13 Responses to “Life in the Slow Lane”

  1. Wanda Hughes Says:

    Great picture of those big butted critters. I love to see them. And glad to see you too, Princess Patricia!

  2. Charlotte M. Liebel Says:

    Welcome to the world of cars that leave us in the dark without mileage and miles per hour gauges. Pretty-much all cars have a box of fuses under the hood. Although I know this, I couldn’t id the fuses when I looked! The later car models are harder to identify. And, believe it or not, the newer car models are confusing to newer mechanics. Get an ‘old-timer’ to look under the hood! I had an older model VW Station Wagon and learned to replace hoses under the car. But my newer Honda had the dead fuses.
    QUESTION: How are you posting? ~~ Happy trails to you… da da – da da – da da ~~ Charlotte Liebel aka @Sharliebel

    • Pat Bertram Says:

      Charlotte, I am posting by email, a cool feature of WordPress. The problem with my speedometer isn’t electric, at least the mechanic didn’t think so. Supposedly, it’s the kind of lubricant they used back then that gets hard. If he can’t fix it, I hope he can get a new one or a good used one.

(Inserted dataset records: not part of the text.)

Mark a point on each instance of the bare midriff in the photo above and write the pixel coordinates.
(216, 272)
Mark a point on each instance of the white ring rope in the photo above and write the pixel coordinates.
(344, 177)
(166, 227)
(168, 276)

      (Pat Bertram is the author of the suspense novels Light Bringer, More Deaths Than One, A Spark of Heavenly Fire, and Daughter Am I. Bertram is also the author of Grief: The Great Yearning, “an exquisite book, wrenching to read, and at the same time full of profound truths.”)

  3. Katherine Marie Says:

    Beautiful picture…so happy you are on the road again and enjoying the trip. You always were one to go your own speed anyway! ((HUGS))

    • Pat Bertram Says:

      It’s good to be on the road again! 

      (Pat Bertram is the author of the suspense novels Light Bringer, More Deaths Than One, A Spark of Heavenly Fire, and Daughter Am I. Bertram is also the author of Grief: The Great Yearning, “an exquisite book, wrenching to read, and at the same time full of profound truths.”)

  4. Kathy Says:

    Welcome to Oregon! I’m getting homesick for the West again! I would imagine that other drivers might be a bit more patient with your slowness by the sheer cuteness of the bug. I noticed people were quite conciliatory when I drive my LeBaron Woody convertible. I even had matching luggage. Enjoy the cool woodsy air this morning as you set off on the next leg.

    • Pat Bertram Says:

      Oddly, this is probably the first time I took a trip where absolutely no-one has any interest in my car. It’s like I’m invisible. 

      (Pat Bertram is the author of the suspense novels Light Bringer, More Deaths Than One, A Spark of Heavenly Fire, and Daughter Am I. Bertram is also the author of Grief: The Great Yearning, “an exquisite book, wrenching to read, and at the same time full of profound truths.”)

  5. Judy Galyon Says:

    I’m glad that you saw such beauty on your trek in the slow lane. Do you think you’ll make it to your sister’s before having to get repairs??? Safe travels my friend.

    • Pat Bertram Says:

      I don’t expect to have any problems. But then, I never do.

      (Pat Bertram is the author of the suspense novels Light Bringer, More Deaths Than One, A Spark of Heavenly Fire, and Daughter Am I. Bertram is also the author of Grief: The Great Yearning, “an exquisite book, wrenching to read, and at the same time full of profound truths.”)

  6. Cecilia Rosado Says:

    Glad You Are Enjoying Yourself!

  7. Constance Says:

    Nice photo of the elk. So neat to see the animals in the wild. I took a photo of a large moose in Wyoming (Got out of the car and followed him down the road to get a better picture.) and Buffalo in Nebraska along the road. Enjoy!
    I like the slow lane too. Been there years ago in my 1959 VW.
    Wish that I could get in the slow lane now for living.